Social anxiety is defined as a mental condition in which social interaction causes irrational anxiety or stress. In the simplest terms, those of us who suffer with social anxiety have a very difficult time being around other people, whether individually or in groups. Interacting with other people can feel so uncomfortable that we need to alleviate our stress with the ancient social lubricant called alcohol. Without a few drinks in our systems spending time in any type of social environment can feel annoying, even painful.
One of my earliest memories is being taken to a birthday party by my mother where I knew no one. I don’t recall whose party it was, but I do remember the fear I experienced as soon as I arrived. I was around five or six years old at the time. My clearest memory of this event was hiding inside the house while all the other children played outside near a pool. A glass door divided me from the other kids as I watched them all playing games and swimming. Adults kept asking me why I wasn’t joining in the fun, but all I could do is cry and beg them not to make me go outside. They finally gave up and left me alone until my mother returned and took me home.

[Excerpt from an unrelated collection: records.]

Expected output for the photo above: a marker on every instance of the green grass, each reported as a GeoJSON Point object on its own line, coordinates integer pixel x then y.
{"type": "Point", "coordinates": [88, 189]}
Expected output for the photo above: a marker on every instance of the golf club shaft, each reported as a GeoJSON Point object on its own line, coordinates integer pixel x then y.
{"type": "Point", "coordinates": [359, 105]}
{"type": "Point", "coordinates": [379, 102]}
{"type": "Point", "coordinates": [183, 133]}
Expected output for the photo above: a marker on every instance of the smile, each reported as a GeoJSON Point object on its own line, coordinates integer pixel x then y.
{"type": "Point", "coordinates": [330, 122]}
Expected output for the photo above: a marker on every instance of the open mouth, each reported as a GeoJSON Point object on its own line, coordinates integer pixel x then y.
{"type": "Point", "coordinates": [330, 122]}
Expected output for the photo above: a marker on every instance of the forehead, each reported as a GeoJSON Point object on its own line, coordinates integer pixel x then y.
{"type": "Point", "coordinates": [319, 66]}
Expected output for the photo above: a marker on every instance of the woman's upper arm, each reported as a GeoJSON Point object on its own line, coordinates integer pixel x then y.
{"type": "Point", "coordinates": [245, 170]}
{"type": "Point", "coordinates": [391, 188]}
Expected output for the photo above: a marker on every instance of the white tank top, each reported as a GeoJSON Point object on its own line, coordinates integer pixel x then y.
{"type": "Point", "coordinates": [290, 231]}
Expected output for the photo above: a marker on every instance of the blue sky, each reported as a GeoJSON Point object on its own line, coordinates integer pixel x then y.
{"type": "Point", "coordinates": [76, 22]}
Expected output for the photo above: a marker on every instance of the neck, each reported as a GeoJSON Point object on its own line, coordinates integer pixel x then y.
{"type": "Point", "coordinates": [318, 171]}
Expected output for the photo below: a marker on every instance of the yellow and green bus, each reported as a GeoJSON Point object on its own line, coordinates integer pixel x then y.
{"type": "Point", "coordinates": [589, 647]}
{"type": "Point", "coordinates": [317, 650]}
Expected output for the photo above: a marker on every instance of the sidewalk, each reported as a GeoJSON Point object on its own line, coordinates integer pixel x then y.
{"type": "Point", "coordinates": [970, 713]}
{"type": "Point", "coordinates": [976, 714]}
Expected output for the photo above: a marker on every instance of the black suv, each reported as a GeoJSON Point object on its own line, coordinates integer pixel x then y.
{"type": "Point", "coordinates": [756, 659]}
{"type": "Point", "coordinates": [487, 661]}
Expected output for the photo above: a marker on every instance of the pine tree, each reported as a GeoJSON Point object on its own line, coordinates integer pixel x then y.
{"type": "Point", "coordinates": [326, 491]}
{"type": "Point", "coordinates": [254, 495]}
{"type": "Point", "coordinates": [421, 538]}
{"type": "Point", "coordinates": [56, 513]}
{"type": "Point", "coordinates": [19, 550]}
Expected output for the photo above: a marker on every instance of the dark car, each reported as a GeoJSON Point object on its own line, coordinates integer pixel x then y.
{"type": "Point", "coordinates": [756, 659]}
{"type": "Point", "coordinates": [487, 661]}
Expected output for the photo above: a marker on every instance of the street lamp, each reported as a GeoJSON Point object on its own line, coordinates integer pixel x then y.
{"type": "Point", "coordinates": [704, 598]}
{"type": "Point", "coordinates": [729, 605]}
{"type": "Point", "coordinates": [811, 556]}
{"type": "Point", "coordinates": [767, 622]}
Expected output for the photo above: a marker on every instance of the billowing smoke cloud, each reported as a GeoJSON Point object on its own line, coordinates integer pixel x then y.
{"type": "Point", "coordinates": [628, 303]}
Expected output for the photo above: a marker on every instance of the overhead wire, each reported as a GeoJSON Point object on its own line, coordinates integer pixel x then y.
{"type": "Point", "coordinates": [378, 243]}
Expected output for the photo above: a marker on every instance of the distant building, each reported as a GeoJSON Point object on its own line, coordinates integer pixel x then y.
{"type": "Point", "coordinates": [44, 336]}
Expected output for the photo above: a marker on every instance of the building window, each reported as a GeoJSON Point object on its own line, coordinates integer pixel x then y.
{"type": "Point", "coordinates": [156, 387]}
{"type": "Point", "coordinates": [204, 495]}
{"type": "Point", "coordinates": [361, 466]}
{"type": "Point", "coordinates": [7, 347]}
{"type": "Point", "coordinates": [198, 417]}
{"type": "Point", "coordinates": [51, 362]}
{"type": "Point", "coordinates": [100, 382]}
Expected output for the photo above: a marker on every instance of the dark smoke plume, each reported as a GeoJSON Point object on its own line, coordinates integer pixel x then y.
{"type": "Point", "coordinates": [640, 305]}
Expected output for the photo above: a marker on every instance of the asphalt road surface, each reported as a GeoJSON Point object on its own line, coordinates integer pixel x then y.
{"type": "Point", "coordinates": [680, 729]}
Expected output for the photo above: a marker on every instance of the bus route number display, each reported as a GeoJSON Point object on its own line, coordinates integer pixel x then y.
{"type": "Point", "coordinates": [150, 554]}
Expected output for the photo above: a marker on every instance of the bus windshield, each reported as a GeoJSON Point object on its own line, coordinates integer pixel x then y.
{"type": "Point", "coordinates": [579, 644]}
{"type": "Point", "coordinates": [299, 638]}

The feeling of being separate from others, feeling like an outsider everywhere I go, is something that I've struggled with my entire life. I believe this feeling of “otherness” is a major ingredient of my alcoholism.
I’ve always felt, starting from an early age, that I didn’t belong anywhere. I was plagued with a nagging feeling that everyone else in the world understood what life was all about and knew the secret to happiness. If I was at a party, I never felt that I fit in or belonged. I felt as if everyone else was part of a secret club that I wasn’t allowed to join. No entry! members only!
I’ve since learned that just about everyone has felt this way at some point or another. Perhaps not as consistently as I did, but everyone at some point feels separated from the rest of humanity, as if they are totally alone, without a friend in the world.
Perhaps this is something that you deal with as well, the feeling that you're alone in the world or an outsider everywhere you go. I have discussed this issue with countless people over the years. We share the same common feeling that we are aliens who don't belong on the same planet as everyone else.
Does Alcohol Help?
What many of us discover is that alcohol makes us feel like we belong.
I’ve always been a blusher. Since childhood, I’ve experienced a maddening rush of blood to my face whenever I feel awkward or embarrassed. The most frustrating part about being a blusher is that when you blush, you become more embarrassed by people knowing you’re blushing, which then makes you blush even harder. When the blushing increases, the blood rushes into my ears, making it difficult to hear. Once my face flushes hot and my hearing is impaired, I become confused and begin to stammer and stutter. It’s a vicious cycle of humiliation that I’ve struggled with ever since I can remember.
Over time, I worked hard to avoid any type of situation that might embarrass me. Socializing in large groups, approaching a girl I liked, speaking to adults, attending parties, dancing, all made me feel incredibly uncomfortable and awkward. Booze changed everything for me.
I realized early in life that many situations that induced embarrassment could be easily conquered with a few drinks. By my teens, I rarely engaged in any type of social activity without downing a few beers whenever possible. Drinking gave me the courage to look people in the eye, speak out loud, joke, dance and most importantly, talk to girls.
I became dependent on alcohol to help me navigate awkward social situations well into adulthood.
It was discouraging, when I finally got sober at age 43, to realize that I was unable to look people in the eyes without turning my gaze away, my cheeks flushing bright red, my words getting stuck in my throat. Trying to talk out loud and engage in eye contact felt unbearable at times.
Social anxiety often feels overwhelming. It can make us feel weak and inadequate. Worst of all it can lead us to self-destructive behavior. If you've ever dealt with social anxiety by turning to alcohol for relief, then you will ultimately bring more suffering into your life. This is especially true if you consume alcohol excessively over many years to navigate social situations.
Social anxiety is one of the leading causes of alcohol abuse. Many of us never truly learn how to feel comfortable in any social setting without drinking before, during or after such occurrences. If we want to reduce or stop drinking, we have to first recognize and admit that we struggle with some form of social anxiety in order that we can discover a way to interact in the world without turning to alcohol for relief.